The problem with your proposal to directly tax revenues recognized in someplace defined as a "tax haven" is that it's ultimately going to put pressure on multi-nationals to re-charter somewhere else. That's something to be avoided if at all possible. Ideally, it wouldn't make much difference, but I suspect that corporate headquarters is the place where R&D hires get placed and where the corporate culture interacts with the national culture. Total and Exxon may both be multi-nationals, but there are few people who would confuse which one of them was French and which one was American.
Posted by: TheRadicalModerate | April 08, 2010 at 05:15 PM
Question: Isn't it the case that the company can only repatriate the earnings by recognizing them as income?
That is the basic rule, yes. Companies do their best to repatriate without recognizing income in various ways. For example, Schering Plough just lost a big case on repatriation that involved selling one a leg of an interest rate swap to its foreign subsidiary for cash.
The money's not much good just sitting there in the tax haven if it can't be used for R&D (especially for pharma companies) or as dividends. So I'm wondering if this is as much of a problem as you think.
I'm not aware if it's such a huge problem currently as perhaps the IRS has cut it off at the pass, but it certainly has been historically, as evidenced by the IRS settlements I mentioned. Also note that, to the extent that PharmaCo is foreign headquartered, but does the bulk of its research in the US, it doesn't have to worry about the repatriation problem.

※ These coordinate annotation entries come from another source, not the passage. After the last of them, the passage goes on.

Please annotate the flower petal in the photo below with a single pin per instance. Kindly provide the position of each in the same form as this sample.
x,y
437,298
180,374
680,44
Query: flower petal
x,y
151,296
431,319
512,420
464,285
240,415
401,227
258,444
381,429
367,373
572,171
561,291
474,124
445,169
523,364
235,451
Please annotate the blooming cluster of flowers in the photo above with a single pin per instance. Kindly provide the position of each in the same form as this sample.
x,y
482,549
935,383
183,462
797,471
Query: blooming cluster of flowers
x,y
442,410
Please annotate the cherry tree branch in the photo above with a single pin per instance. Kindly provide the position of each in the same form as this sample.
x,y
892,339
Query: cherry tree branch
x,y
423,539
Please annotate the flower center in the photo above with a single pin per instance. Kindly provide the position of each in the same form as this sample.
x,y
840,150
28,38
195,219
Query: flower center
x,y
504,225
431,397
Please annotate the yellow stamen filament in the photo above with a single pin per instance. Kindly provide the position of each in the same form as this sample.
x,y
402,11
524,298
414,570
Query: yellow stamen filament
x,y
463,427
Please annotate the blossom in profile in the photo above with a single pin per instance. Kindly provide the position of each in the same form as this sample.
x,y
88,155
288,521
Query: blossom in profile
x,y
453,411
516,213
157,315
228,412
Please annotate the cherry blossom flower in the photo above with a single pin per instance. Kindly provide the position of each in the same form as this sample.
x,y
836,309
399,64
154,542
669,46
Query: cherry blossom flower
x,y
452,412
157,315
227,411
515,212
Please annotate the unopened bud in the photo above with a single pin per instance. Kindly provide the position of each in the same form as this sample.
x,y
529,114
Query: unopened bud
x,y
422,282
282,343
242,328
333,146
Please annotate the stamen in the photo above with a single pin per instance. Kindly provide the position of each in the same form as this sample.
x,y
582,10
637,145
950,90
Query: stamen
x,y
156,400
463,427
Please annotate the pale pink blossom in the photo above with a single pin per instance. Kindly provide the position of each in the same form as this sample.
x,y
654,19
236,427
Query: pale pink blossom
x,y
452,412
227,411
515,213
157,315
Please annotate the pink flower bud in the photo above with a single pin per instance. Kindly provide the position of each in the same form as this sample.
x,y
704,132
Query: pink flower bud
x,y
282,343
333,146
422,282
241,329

The problem with your proposal to directly tax revenues recognized in someplace defined as a "tax haven" is that it's ultimately going to put pressure on multi-nationals to re-charter somewhere else.
That has been a historic problem that Congress seems to have dealt with fairly well, at least with respect to currently existing US companies. There will always be an incentive to, e.g., headquarter a new startup company in the Caymans, even though most/all of its operations are in Silicon Valley, but in my (very limited) experience in dealing with startups the basic view is that they are desparate for cash and thus do not feel like spending the extra money to have the parent company set up in the Caymans, rather than Cali/Delaware, even though, if the company is ultimately successful they could save a ton of US taxes in the future (not to mention such companies are generally operating at a loss and so are not worried about their tax situation). So, there will always be US headquartered companies. Even those companies that managed to expatriate before Congress intervened are still "US companies" in all but a formal sense.